Kalimat Carla terpotong. Laki-laki itu menatap wajah Carla dalam-dalam.
"Aku sedang sakit dan kau menyuruhku untuk pergi?"timpal laki-laki itu seraya meletakkan gelasnya yang kosong diatas meja.
Carla terdiam. Kalimatnya memang bernada mengusir laki-laki itu secara halus. Tapi laki-laki itu harus pergi secepatnya dari rumah Carla.
"Maaf, saya hanya..."Carla tertunduk menyadari kekeliruannya.
"Namaku Jim,"ucap laki-laki asing itu memperkenalkan dirinya. "Mungkin aku sedang bermimpi atau mabuk. Entahlah..... Aku sendiri juga tidak tahu kenapa aku bisa sampai berada didepan rumahmu."
"Tapi bagaimana kau bisa tahu namaku?"desak Carla ingin tahu.
"Oh, itu..."Jim tampak bingung dengan pertanyaan Carla. Ia sedikit menggaruk kepalanya.
Carla tak sabar mendengar penjelasan Jim. Tapi tampaknya ia tidak akan mendengar apapun dari bibir Jim. Karena laki-laki itu tampaknya enggan berterus terang pada Carla.
"Maaf Jim, aku harus pergi bekerja sekarang. Kalau kau pergi, tolong taruh kuncinya dibawah pot bunga didepan,"ucap Carla sejurus kemudian. Gadis itu tak punya banyak waktu untuk mendengar penjelasan Jim karena ia harus berkemas sekarang jika tidak ingin terlambat pergi bekerja.

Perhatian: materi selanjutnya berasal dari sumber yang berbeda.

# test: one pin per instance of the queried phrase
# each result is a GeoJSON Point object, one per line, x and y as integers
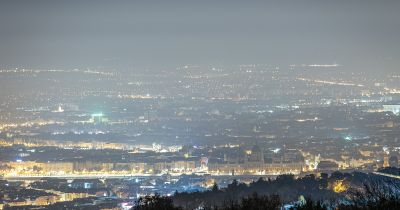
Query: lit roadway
{"type": "Point", "coordinates": [387, 175]}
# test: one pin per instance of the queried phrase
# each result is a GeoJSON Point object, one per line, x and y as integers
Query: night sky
{"type": "Point", "coordinates": [362, 35]}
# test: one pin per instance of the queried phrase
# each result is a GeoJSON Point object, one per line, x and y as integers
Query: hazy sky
{"type": "Point", "coordinates": [361, 34]}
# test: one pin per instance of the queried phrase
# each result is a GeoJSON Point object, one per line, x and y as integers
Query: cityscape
{"type": "Point", "coordinates": [308, 134]}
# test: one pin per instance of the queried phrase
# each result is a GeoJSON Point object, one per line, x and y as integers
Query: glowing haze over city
{"type": "Point", "coordinates": [200, 104]}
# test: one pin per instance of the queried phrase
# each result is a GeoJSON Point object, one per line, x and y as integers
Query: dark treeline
{"type": "Point", "coordinates": [339, 191]}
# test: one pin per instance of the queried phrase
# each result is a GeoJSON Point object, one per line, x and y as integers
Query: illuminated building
{"type": "Point", "coordinates": [394, 108]}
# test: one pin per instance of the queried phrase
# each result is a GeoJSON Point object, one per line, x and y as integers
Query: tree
{"type": "Point", "coordinates": [155, 202]}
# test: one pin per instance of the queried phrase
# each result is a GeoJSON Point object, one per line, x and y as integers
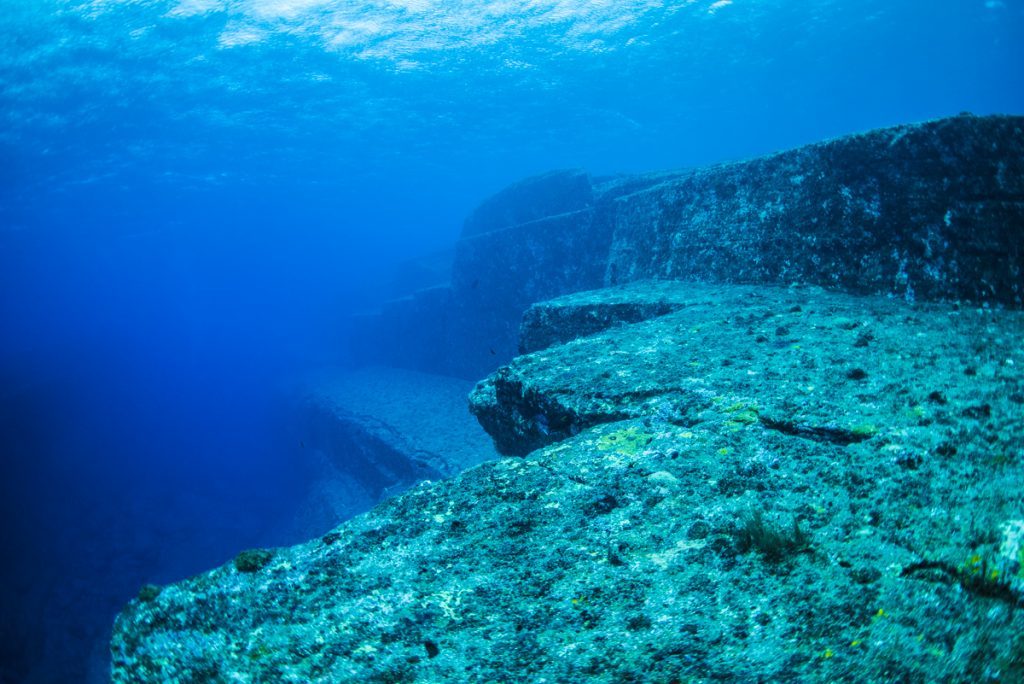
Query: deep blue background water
{"type": "Point", "coordinates": [195, 193]}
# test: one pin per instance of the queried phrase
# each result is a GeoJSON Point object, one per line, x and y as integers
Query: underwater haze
{"type": "Point", "coordinates": [196, 195]}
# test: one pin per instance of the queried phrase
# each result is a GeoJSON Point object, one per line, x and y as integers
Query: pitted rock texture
{"type": "Point", "coordinates": [694, 542]}
{"type": "Point", "coordinates": [925, 212]}
{"type": "Point", "coordinates": [824, 366]}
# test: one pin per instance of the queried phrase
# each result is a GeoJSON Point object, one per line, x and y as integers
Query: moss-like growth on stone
{"type": "Point", "coordinates": [627, 441]}
{"type": "Point", "coordinates": [775, 544]}
{"type": "Point", "coordinates": [252, 560]}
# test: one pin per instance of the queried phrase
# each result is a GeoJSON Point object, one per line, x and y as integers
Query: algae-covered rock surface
{"type": "Point", "coordinates": [765, 484]}
{"type": "Point", "coordinates": [928, 211]}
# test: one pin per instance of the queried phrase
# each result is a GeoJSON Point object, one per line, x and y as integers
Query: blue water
{"type": "Point", "coordinates": [195, 194]}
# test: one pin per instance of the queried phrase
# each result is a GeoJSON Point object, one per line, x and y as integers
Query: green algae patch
{"type": "Point", "coordinates": [628, 441]}
{"type": "Point", "coordinates": [252, 560]}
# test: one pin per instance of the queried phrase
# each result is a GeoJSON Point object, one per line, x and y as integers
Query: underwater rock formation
{"type": "Point", "coordinates": [375, 432]}
{"type": "Point", "coordinates": [719, 480]}
{"type": "Point", "coordinates": [792, 485]}
{"type": "Point", "coordinates": [932, 211]}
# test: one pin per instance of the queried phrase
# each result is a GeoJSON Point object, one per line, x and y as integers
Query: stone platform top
{"type": "Point", "coordinates": [766, 484]}
{"type": "Point", "coordinates": [420, 416]}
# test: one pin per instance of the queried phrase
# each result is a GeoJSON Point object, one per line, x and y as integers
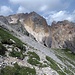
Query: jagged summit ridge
{"type": "Point", "coordinates": [60, 34]}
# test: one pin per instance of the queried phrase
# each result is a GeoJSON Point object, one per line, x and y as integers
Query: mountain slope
{"type": "Point", "coordinates": [38, 58]}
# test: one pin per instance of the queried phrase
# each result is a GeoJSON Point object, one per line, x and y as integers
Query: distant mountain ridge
{"type": "Point", "coordinates": [58, 35]}
{"type": "Point", "coordinates": [29, 46]}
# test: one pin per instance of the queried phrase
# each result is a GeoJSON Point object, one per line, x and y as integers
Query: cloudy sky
{"type": "Point", "coordinates": [52, 10]}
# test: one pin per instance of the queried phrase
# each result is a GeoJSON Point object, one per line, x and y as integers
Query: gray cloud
{"type": "Point", "coordinates": [50, 9]}
{"type": "Point", "coordinates": [38, 5]}
{"type": "Point", "coordinates": [5, 10]}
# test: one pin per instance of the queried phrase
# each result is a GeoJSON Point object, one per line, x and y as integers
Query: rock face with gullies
{"type": "Point", "coordinates": [63, 35]}
{"type": "Point", "coordinates": [37, 26]}
{"type": "Point", "coordinates": [60, 34]}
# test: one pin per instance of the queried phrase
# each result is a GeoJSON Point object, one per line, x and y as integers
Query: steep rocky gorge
{"type": "Point", "coordinates": [58, 35]}
{"type": "Point", "coordinates": [17, 34]}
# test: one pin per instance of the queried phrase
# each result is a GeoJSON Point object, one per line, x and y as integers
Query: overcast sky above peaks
{"type": "Point", "coordinates": [51, 9]}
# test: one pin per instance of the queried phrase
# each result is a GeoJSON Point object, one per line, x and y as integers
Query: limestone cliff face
{"type": "Point", "coordinates": [63, 35]}
{"type": "Point", "coordinates": [37, 26]}
{"type": "Point", "coordinates": [60, 34]}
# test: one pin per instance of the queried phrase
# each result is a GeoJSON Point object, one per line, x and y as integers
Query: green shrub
{"type": "Point", "coordinates": [2, 49]}
{"type": "Point", "coordinates": [17, 54]}
{"type": "Point", "coordinates": [17, 70]}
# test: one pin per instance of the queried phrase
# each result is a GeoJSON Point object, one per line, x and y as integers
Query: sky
{"type": "Point", "coordinates": [51, 10]}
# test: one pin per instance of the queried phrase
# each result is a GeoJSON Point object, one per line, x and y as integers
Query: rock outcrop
{"type": "Point", "coordinates": [60, 34]}
{"type": "Point", "coordinates": [63, 35]}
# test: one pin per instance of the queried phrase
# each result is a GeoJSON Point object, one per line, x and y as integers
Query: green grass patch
{"type": "Point", "coordinates": [34, 59]}
{"type": "Point", "coordinates": [54, 66]}
{"type": "Point", "coordinates": [17, 70]}
{"type": "Point", "coordinates": [2, 49]}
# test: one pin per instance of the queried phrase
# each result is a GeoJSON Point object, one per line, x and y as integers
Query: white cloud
{"type": "Point", "coordinates": [59, 16]}
{"type": "Point", "coordinates": [21, 9]}
{"type": "Point", "coordinates": [5, 10]}
{"type": "Point", "coordinates": [38, 5]}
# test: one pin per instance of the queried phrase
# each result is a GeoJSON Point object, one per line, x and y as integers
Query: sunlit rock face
{"type": "Point", "coordinates": [37, 26]}
{"type": "Point", "coordinates": [60, 34]}
{"type": "Point", "coordinates": [63, 35]}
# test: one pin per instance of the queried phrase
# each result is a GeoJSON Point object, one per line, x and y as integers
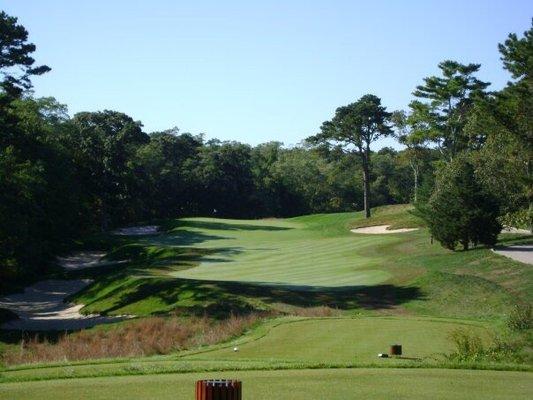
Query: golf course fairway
{"type": "Point", "coordinates": [331, 384]}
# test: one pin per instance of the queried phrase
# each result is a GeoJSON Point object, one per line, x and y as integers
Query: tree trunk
{"type": "Point", "coordinates": [530, 208]}
{"type": "Point", "coordinates": [366, 181]}
{"type": "Point", "coordinates": [415, 176]}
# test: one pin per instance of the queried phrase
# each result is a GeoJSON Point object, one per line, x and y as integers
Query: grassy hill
{"type": "Point", "coordinates": [374, 290]}
{"type": "Point", "coordinates": [206, 265]}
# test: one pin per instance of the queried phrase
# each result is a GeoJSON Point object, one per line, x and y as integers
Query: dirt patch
{"type": "Point", "coordinates": [42, 307]}
{"type": "Point", "coordinates": [137, 230]}
{"type": "Point", "coordinates": [381, 230]}
{"type": "Point", "coordinates": [522, 253]}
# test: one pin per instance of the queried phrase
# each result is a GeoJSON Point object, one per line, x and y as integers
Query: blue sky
{"type": "Point", "coordinates": [255, 71]}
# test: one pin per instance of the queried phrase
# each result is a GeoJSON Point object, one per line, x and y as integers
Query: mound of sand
{"type": "Point", "coordinates": [381, 230]}
{"type": "Point", "coordinates": [137, 230]}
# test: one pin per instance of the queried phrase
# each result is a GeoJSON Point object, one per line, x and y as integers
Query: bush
{"type": "Point", "coordinates": [469, 347]}
{"type": "Point", "coordinates": [460, 210]}
{"type": "Point", "coordinates": [520, 318]}
{"type": "Point", "coordinates": [143, 337]}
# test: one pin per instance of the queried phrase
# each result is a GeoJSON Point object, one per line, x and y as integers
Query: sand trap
{"type": "Point", "coordinates": [381, 230]}
{"type": "Point", "coordinates": [81, 260]}
{"type": "Point", "coordinates": [137, 230]}
{"type": "Point", "coordinates": [42, 307]}
{"type": "Point", "coordinates": [510, 229]}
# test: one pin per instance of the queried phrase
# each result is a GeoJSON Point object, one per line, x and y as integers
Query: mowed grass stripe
{"type": "Point", "coordinates": [301, 255]}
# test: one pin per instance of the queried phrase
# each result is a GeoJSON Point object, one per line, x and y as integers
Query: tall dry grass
{"type": "Point", "coordinates": [144, 337]}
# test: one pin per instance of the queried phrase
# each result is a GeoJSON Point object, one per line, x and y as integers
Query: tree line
{"type": "Point", "coordinates": [62, 177]}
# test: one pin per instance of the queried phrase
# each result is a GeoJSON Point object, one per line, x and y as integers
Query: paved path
{"type": "Point", "coordinates": [522, 253]}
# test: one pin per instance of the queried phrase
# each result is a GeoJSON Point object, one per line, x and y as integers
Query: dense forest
{"type": "Point", "coordinates": [65, 176]}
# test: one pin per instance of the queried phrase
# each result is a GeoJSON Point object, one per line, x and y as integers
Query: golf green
{"type": "Point", "coordinates": [346, 340]}
{"type": "Point", "coordinates": [331, 384]}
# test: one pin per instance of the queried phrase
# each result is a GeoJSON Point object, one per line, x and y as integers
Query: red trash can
{"type": "Point", "coordinates": [218, 389]}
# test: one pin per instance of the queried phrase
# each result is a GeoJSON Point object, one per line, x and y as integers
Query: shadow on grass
{"type": "Point", "coordinates": [219, 299]}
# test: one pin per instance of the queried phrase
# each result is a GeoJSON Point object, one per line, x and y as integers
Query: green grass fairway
{"type": "Point", "coordinates": [346, 340]}
{"type": "Point", "coordinates": [283, 252]}
{"type": "Point", "coordinates": [338, 384]}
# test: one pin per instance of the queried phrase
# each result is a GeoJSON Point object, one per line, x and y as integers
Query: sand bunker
{"type": "Point", "coordinates": [381, 230]}
{"type": "Point", "coordinates": [137, 230]}
{"type": "Point", "coordinates": [42, 307]}
{"type": "Point", "coordinates": [510, 229]}
{"type": "Point", "coordinates": [522, 253]}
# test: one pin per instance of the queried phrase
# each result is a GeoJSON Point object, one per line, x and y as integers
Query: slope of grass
{"type": "Point", "coordinates": [297, 384]}
{"type": "Point", "coordinates": [217, 266]}
{"type": "Point", "coordinates": [346, 340]}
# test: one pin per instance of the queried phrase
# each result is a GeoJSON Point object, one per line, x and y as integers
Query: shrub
{"type": "Point", "coordinates": [520, 318]}
{"type": "Point", "coordinates": [460, 210]}
{"type": "Point", "coordinates": [143, 337]}
{"type": "Point", "coordinates": [469, 347]}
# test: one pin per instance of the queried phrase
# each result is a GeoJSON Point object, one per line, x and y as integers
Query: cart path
{"type": "Point", "coordinates": [42, 306]}
{"type": "Point", "coordinates": [522, 252]}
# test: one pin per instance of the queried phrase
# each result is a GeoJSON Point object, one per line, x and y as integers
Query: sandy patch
{"type": "Point", "coordinates": [86, 259]}
{"type": "Point", "coordinates": [381, 230]}
{"type": "Point", "coordinates": [81, 260]}
{"type": "Point", "coordinates": [42, 307]}
{"type": "Point", "coordinates": [510, 229]}
{"type": "Point", "coordinates": [137, 230]}
{"type": "Point", "coordinates": [522, 253]}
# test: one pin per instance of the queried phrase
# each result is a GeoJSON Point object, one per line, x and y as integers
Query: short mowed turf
{"type": "Point", "coordinates": [374, 290]}
{"type": "Point", "coordinates": [316, 384]}
{"type": "Point", "coordinates": [345, 340]}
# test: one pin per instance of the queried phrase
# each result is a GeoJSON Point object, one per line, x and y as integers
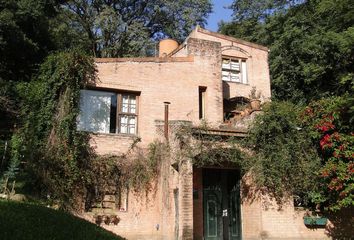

Meski sangat beresiko meninggalkan orang asing dirumahnya, Carla tak bisa berbuat banyak. Gadis itu tak memikirkan lagi seandainya laki-laki itu adalah seorang kriminalitas. Atau bisa saja ia adalah seorang buronan polisi. Huh...

@@@@@

Carla membuka pintu rumahnya yang tak terkunci dengan tergesa. Gadis itu menghambur masuk dengan cepat dan hanya tertegun begitu sampai diruang makan. Sungguh, seharian ini hatinya cemas tak karuan. Dan kecemasannya tak terbukti sama sekali.
"Kau sudah pulang?"
Jim tampak tersenyum melihat kedatangan Carla. Laki-laki itu tampak sehat. Apalagi sebuah celemek berwarna merah muda tampak membalut tubuhnya yang tinggi besar. Pemandangan yang luar biasa bagi Carla.
Gadis itu melihat ada beberapa menu makan malam diatas meja. Pasti Jim yang melakukan semua ini, batin Carla sembari mendekat untuk melihat makan malamnya.
"Aku membuatkan spagheti untukmu,"ucap Jim sejurus kemudian. "Cobalah,"suruhnya mempersilakan.
Carla tak berkomentar. Bahkan beberapa pertanyaan yang sempat ingin ia ajukan tersendat di tenggorokannya. Gadis itu mengambil tempat duduk dan mulai mencicipi hasil masakan tamunya.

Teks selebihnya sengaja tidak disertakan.